Botanical name: Vitis vinifera

Family: Vitaceae

Chromosomes: 2n=38

Fruit type: Berry

Due to inhibition in the production of anthocyanin, some species are purple in colour. They are low in protein while keeping you hydrated by their high water content. They are mostly used in the formation of different types of alcohol & beverages. They are also used in the making of cakes, jams, jellies and other edible items.

21. Pomegranate

Botanical name: Punica granatum

Family: Punicaceae

Chromosomes: 2n=16

Fruit type: Berry

true fruit example
Pomegranate Image credit: Pixabay

They are native to the Himalayas and widely cultivated throughout India. They need slightly acidic loamy soil to grow. They are highly rich in iron as suggested by physicians to increase the blood-haemoglobin levels. They are abundant in antioxidants and other minerals. They have a different phytochemical i.e. ellagitannins, also known as “punicalagin”

22. Tomato

Botanical name: Solanum lycopersicum

Family: Solanaceae

Chromosomes: 2n=24

Fruit type: Berry

True fruit example
Tomato Image credit: Flickr

The most specific feature of the family Solanaceae is having persistent calyx. They originate from Central America.
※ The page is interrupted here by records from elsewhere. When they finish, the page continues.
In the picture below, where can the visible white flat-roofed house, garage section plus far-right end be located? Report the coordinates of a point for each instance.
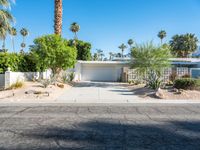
(112, 71)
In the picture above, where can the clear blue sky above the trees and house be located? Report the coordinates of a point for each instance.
(108, 23)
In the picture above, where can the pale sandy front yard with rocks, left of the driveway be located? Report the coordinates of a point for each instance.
(33, 92)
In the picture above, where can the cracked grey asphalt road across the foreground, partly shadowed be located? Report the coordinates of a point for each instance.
(138, 127)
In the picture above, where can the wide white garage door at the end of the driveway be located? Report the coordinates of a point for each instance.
(100, 73)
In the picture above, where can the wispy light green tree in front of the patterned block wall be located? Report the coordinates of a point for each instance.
(149, 61)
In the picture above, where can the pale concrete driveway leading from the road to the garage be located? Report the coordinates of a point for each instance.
(99, 92)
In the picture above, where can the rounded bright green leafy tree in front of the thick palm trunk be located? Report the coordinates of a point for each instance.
(52, 51)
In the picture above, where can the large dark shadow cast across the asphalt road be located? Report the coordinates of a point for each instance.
(99, 135)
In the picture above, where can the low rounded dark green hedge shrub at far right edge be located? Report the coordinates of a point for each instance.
(186, 84)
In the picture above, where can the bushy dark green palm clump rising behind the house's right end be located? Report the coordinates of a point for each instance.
(183, 45)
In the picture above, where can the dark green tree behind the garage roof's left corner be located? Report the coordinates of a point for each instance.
(83, 49)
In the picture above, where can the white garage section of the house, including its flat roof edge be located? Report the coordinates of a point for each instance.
(110, 71)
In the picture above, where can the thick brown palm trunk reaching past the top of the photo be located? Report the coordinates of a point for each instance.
(58, 12)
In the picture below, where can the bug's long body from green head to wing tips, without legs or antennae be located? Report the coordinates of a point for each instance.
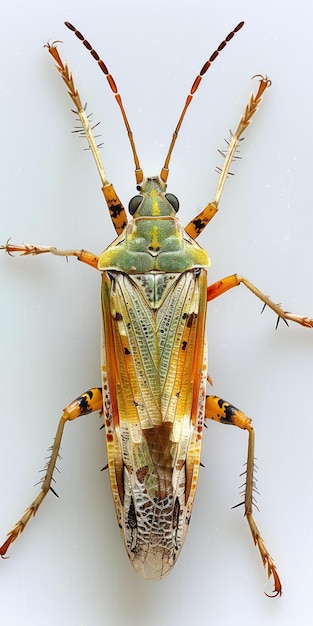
(154, 302)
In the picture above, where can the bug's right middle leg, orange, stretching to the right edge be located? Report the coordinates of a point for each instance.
(223, 285)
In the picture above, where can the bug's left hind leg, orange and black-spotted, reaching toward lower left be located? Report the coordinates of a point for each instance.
(86, 403)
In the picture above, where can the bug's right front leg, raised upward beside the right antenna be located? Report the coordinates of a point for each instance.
(196, 226)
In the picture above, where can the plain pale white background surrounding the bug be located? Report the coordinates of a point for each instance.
(69, 567)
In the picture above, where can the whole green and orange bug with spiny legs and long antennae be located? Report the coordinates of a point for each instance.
(154, 363)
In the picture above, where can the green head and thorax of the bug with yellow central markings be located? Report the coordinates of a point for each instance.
(154, 239)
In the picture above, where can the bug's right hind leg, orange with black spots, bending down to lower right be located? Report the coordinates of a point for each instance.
(225, 413)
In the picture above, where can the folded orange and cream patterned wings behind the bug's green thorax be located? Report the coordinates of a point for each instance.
(154, 374)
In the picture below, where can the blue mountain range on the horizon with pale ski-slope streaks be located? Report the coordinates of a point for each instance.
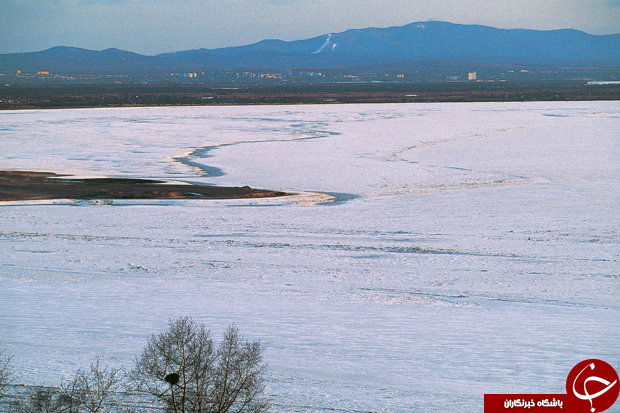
(431, 41)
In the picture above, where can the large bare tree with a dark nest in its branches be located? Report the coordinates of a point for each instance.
(181, 369)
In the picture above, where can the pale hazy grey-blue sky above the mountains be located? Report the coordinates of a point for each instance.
(156, 26)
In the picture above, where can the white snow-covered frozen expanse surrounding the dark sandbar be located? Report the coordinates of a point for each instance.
(435, 252)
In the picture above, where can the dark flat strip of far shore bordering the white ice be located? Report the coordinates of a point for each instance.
(109, 95)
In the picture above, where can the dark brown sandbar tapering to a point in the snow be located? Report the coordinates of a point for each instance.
(28, 185)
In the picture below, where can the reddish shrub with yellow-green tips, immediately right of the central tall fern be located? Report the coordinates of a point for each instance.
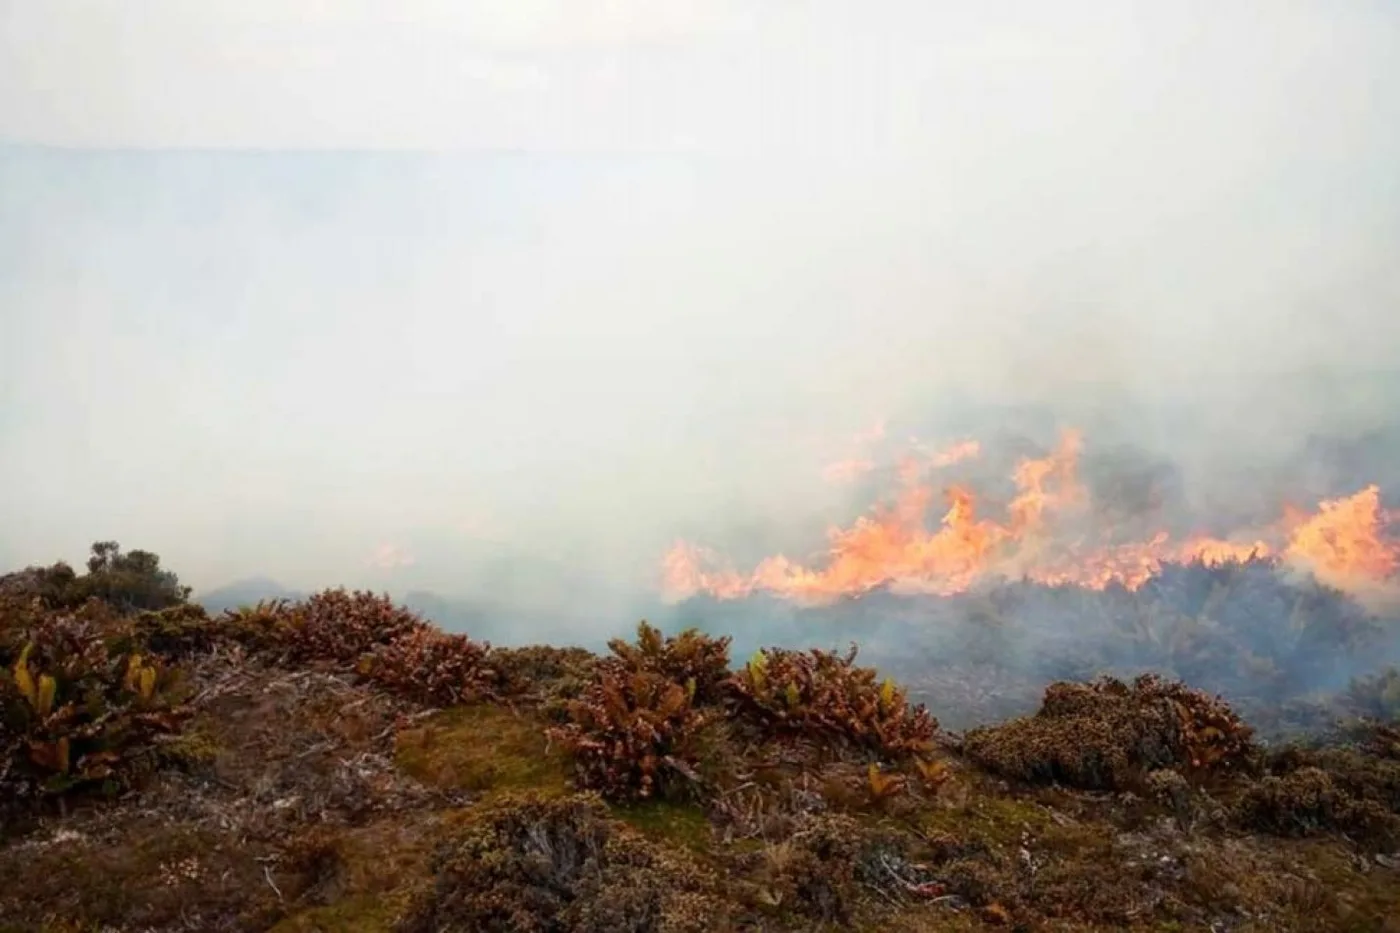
(825, 694)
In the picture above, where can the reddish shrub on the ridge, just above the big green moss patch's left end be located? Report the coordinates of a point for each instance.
(432, 668)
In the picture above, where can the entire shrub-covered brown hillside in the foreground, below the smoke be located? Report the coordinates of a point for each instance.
(339, 764)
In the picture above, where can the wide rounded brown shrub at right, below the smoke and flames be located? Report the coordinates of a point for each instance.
(1108, 735)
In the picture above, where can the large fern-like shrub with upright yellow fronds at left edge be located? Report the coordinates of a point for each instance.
(76, 715)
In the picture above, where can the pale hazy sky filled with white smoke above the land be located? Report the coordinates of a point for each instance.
(304, 288)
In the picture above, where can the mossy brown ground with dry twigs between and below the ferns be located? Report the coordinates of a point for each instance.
(311, 799)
They are a good source of vitamin C and have a specific phytochemical “lycopene”. They are used for domestic purposes, for making ketchup and puree etc. They are pollinated by bumblebees and are known as buzz pollination.

23. Avocado

Botanical name: Persea americana

Family: Lauraceae

Chromosomes: 2n=24

Fruit type: Berry

Avocado Image credit: Flickr

They are native to the Western hemisphere of the globe. They provide riboflavin, biotin and thiamine and possess nutty flavour. They are used as a salad in some parts of the world. They are also rich in oil content and possess unsaturated oils.

24. Betal-nut(Supari)

Botanical name: Areca catechu

Family: Arecaceae

Chromosomes: 2n=32

Fruit type: Berry

Betal nut Image credit: Flickr

They are native to major parts of South Africa. They are used for medicinal preparations for schizophrenia and other disorders. They possess some phytochemicals like arecatannin, arecoline and gallic acid. Chewing the nut is injurious to health as leads to the formation of tumours, banned by the government in some regions of the country.